Parent the cube to the armature. This isn’t totally necessary since the geoshell will appear wherever the figure is, but if the origin is too far away it will probably lead to float errors if it’s translated a distance.

In the original post I used the figure as the geoshell source but I now realize that’s not necessary. It’s actually harmful because it needs to be evaluated on the figure which slows performance. Instead we’ll use the cube as our geoshell which can be easily disabled if we don’t need it.

Add a geometry node to the cube and create this node network. It looks more complicated than it is.

We don’t care about the cube’s geometry so just leave it unconnected. Instead bring in the Genesis figure’s geometry, run it through a Set Position node, and multiply the normal by a scalar to push the geoshell away from the skin.

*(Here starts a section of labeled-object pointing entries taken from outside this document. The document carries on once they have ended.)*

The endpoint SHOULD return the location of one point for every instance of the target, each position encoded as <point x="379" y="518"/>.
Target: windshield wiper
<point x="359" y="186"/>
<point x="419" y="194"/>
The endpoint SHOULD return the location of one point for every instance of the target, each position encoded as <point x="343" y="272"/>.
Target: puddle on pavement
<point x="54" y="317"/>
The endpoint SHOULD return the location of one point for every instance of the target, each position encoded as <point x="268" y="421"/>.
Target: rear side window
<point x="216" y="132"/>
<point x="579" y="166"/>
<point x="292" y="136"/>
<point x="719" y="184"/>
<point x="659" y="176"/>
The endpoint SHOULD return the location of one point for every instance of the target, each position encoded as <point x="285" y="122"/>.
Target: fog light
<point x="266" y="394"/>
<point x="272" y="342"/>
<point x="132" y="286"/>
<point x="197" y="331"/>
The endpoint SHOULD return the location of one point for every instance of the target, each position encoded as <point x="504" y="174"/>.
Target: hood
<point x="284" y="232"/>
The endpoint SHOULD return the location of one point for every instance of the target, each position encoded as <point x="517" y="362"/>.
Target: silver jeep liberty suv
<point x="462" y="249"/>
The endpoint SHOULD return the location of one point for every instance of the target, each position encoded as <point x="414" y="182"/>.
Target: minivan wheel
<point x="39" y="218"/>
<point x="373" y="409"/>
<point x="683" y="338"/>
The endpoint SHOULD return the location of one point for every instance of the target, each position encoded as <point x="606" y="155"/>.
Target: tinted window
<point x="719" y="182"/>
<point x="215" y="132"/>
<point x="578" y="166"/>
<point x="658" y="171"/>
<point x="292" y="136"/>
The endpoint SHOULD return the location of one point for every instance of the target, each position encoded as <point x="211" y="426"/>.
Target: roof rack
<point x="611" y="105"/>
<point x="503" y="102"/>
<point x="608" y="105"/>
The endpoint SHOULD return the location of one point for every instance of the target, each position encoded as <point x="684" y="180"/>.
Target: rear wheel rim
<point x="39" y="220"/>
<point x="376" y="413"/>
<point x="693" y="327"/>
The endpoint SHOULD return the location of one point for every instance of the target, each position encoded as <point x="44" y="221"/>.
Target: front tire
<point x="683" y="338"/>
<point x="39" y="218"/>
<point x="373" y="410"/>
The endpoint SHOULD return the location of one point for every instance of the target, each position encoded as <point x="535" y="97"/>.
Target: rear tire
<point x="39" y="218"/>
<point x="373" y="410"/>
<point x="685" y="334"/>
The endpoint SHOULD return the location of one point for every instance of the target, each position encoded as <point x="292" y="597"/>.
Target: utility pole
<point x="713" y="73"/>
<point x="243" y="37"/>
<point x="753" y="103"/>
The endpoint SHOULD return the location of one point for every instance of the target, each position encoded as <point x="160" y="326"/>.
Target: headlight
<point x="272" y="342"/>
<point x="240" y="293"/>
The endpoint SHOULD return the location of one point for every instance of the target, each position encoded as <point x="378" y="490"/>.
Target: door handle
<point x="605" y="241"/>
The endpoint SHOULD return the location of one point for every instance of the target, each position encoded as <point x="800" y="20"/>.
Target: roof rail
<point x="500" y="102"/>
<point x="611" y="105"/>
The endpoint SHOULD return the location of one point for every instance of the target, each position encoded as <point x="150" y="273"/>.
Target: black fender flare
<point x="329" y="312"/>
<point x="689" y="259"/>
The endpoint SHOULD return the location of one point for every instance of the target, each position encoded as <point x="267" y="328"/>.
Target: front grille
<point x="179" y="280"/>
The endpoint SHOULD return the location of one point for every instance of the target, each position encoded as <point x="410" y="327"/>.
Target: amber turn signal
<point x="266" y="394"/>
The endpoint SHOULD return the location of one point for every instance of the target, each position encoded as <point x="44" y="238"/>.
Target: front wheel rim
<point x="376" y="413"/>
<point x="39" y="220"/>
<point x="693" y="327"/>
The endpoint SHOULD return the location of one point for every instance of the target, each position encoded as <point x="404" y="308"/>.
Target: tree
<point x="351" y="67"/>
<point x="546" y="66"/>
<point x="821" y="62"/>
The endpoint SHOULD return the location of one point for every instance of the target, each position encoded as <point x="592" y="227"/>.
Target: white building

The figure and the scalar are both exposed in the modifier stack for ease.

The nodes below that are material selection nodes chained together with boolean math nodes.

Run the geometry through a chain of Set material nodes. Plug the selection sets we made with the materials fed in from the modifier stack. You can assign the materials directly here if you want but I exposed them in the modifier stack to make them swappable easily. All the materials the geoshell shouldn’t affect (mainly the eyes) go into the final one with the cube’s transparency material.

Since the cube is very low-poly the geonodes evaluation is very fast. Posing is very quick, even in Workbench mode.

ORIGINAL POST:

To help with my workflow I decided to take the plunge into Geometry Nodes, and I quickly discovered that replicating geoshells is almost trivial.

Take the geometry input and split it in half. Run one end through a Set Position node, then join them back together. The Set Position node lets you move a mesh’s individual vertices according to the inputs. Take the normal attribute to move the vertices along their facing direction and run it through a Vector Math node to determine how far the shell should be offset, then plug that into the Set Position’s offset socket. Finally run the shell branch of the node tree through multiple Replace Material nodes, one for each material zone, to swap the materials out. The material lookup is global so they don’t even have to be assigned to the object.

This workflow needs more testing for efficiency and gotchas, but it works.

You can also expose the offset and the material zones in the modifier stack so this workflow is fully parameterized.

One caveat is that Geometry Nodes don’t play nice with UVs. When you do this the UVs will collapse and repeat the first pixel all over the object. This can be fixed by replacing the Texture Coordinate node in the Shader Editor with an Attribute node pointing to the UV Map. Although it seems like the same thing as a UV Map node, the UV Map node only works in Cycles. To use this in Eevee or Workbench, every material of the underlying geometry must use the Attribute node (until hopefully the devs fix it).

The ability to load geoshells from Duf files and put them onto the modifier stack with parameterized controls would IMO be a much more efficient solution than the pre-Blender 3.0 procedure of exporting them with the figure and cramming them into an already-convoluted node tree.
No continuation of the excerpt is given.